Competition creates winners and losers, and the winners gambled in a building and borrowing boom. Universities that reckoned they could grow have borrowed huge sums. According to the Times newspaper, the sector has £10.8bn in debts. UCL tripled their undergraduate recruitment and are building a new campus in East London, where they will be joined by the University of the Arts. Both are borrowing hundreds of millions of pounds.

Meanwhile, other universities, particularly those traditionally recruiting working class or mature students (post-92s, Open and Birkbeck), are seeing student numbers fall. High fees and the opening of spaces in ‘big name’ colleges is hitting them first. The HE funding crisis started at colleges like London Met, and spread across post-92. It is now hitting pre-92 universities through restructuring and redundancies. The employers want to pass the risk and cuts on to staff, as the USS pension fight shows.

No-one is immune.

But the Tories are considering turning a chronic crisis into an acute one. They are leaking proposals from the Augur review of Higher Education funding they commissioned last year. This report seems likely to propose a cut in undergraduate ‘home’ tuition fees to £6,500 at exactly the same time as new EU students are reclassified as ‘overseas’.

Behind the scenes the universities are frantically lobbying the Government to stop the cut unless the Government makes good the difference. At least three prominent Tory ex-ministers have now spoken out publicly. There is no particular need for the Tories to press this button now. But it is a stark reminder that we have battles ahead.

We must not misunderstand the weakness on the Government side.
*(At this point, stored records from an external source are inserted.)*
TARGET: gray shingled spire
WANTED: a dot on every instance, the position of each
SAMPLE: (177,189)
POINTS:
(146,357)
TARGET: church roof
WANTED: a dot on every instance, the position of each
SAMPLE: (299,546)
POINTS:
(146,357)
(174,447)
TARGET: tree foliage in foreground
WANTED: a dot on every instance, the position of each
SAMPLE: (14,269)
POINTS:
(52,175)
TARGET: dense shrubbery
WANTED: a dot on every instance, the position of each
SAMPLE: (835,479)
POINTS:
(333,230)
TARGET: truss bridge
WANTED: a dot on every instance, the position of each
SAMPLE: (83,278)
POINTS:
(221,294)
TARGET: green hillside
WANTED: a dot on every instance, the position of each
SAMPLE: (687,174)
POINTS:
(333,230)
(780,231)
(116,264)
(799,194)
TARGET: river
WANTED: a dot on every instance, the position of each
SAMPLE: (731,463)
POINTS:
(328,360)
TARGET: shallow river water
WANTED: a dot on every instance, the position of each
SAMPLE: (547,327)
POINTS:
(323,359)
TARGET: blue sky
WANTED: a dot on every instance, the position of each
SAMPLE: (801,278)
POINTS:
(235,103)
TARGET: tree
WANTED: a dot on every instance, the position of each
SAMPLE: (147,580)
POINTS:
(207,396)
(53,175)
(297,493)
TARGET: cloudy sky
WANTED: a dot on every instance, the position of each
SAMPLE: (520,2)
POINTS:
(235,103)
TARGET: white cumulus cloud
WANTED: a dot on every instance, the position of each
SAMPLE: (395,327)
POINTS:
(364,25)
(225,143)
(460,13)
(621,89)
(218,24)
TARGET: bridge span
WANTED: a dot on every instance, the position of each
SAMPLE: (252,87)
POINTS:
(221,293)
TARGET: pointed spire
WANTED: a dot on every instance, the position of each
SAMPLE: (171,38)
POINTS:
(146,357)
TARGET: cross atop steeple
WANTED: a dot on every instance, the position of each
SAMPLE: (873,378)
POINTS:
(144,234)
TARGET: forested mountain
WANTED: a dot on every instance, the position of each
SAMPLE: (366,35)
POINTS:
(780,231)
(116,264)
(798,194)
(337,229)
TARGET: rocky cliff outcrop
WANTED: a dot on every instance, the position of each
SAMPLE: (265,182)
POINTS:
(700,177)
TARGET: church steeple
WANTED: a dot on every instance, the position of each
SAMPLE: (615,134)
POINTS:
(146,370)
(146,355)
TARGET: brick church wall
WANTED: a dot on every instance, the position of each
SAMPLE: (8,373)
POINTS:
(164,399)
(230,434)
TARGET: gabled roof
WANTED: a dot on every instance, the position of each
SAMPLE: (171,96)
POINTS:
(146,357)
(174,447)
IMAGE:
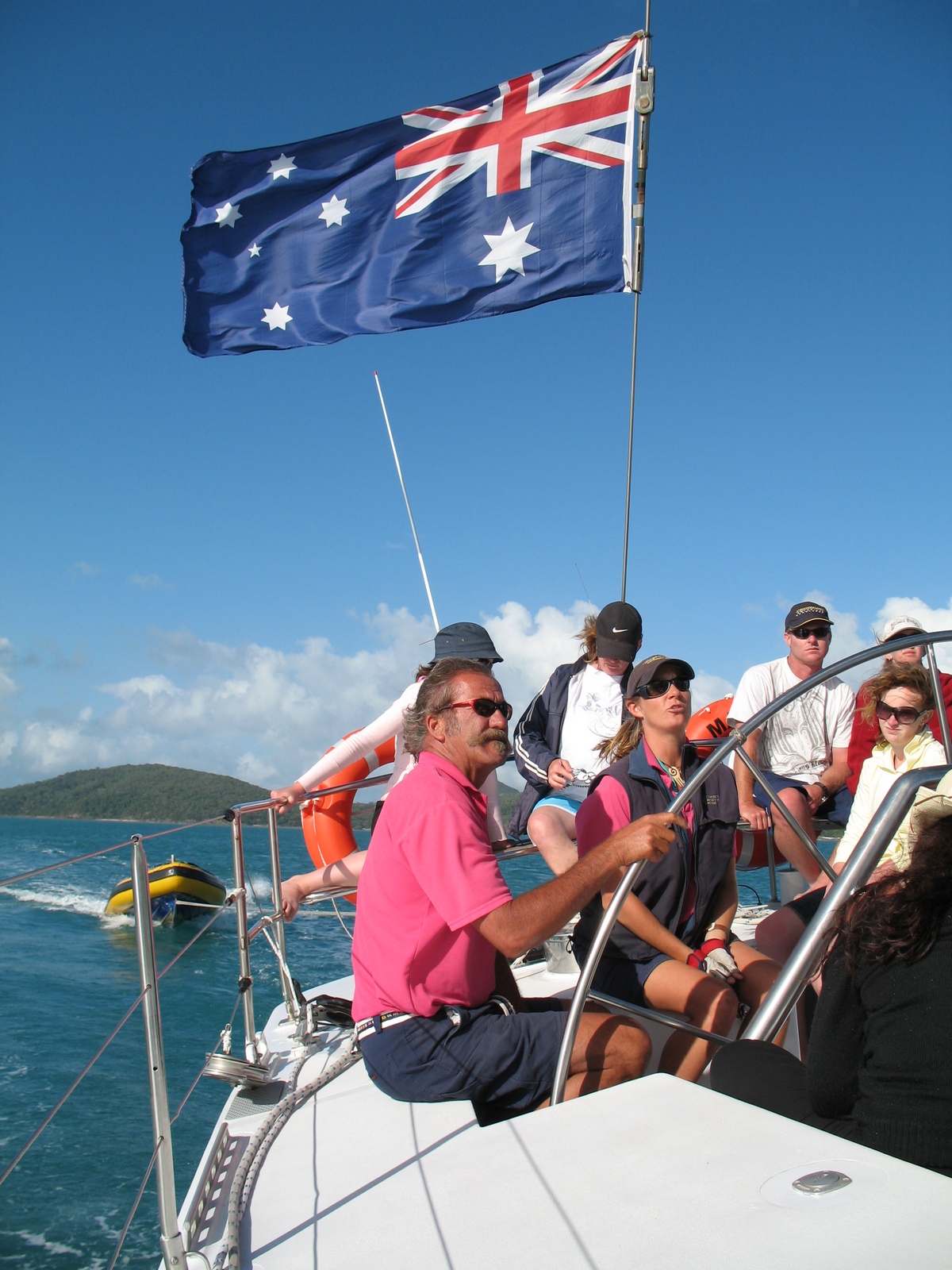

Macho talk from the ‘Office for Students’ that ‘no university is too big to fail’ misses the obvious point that if even one small university closes, several thousands of students will be out on the street with debts and no degree – and the OfS has no Plan B. A spate of college and course closures triggered by Government incompetence would create a massive political crisis. US scandals like Corinthian Colleges and Trump University will be a tea party by comparison.

What does this mean for our ballot? Just like the arguments about Brexit, we have to argue that if we don’t fight, we will lose. A strong YES vote puts us in the best possible position to defend pay and resist job cuts, whether they be triggered by Brexit uncertainty, university restructuring or college closures. It also emphasises the point we made throughout previous strikes on every issue: we ask students to defend staff on strike, because through our strikes, staff are defending Higher Education.

The splits in the Tories show that we have everything to fight for.

In conclusion

The truth is that the collective ability of staff to shape the direction of Higher Education ultimately depends on our ability to win industrial action ballots.

We need to get organised. The stakes could not be higher.

Every member, every activist and every rep must be mobilised.

We have five weeks to defend our sector and win the turnout we need.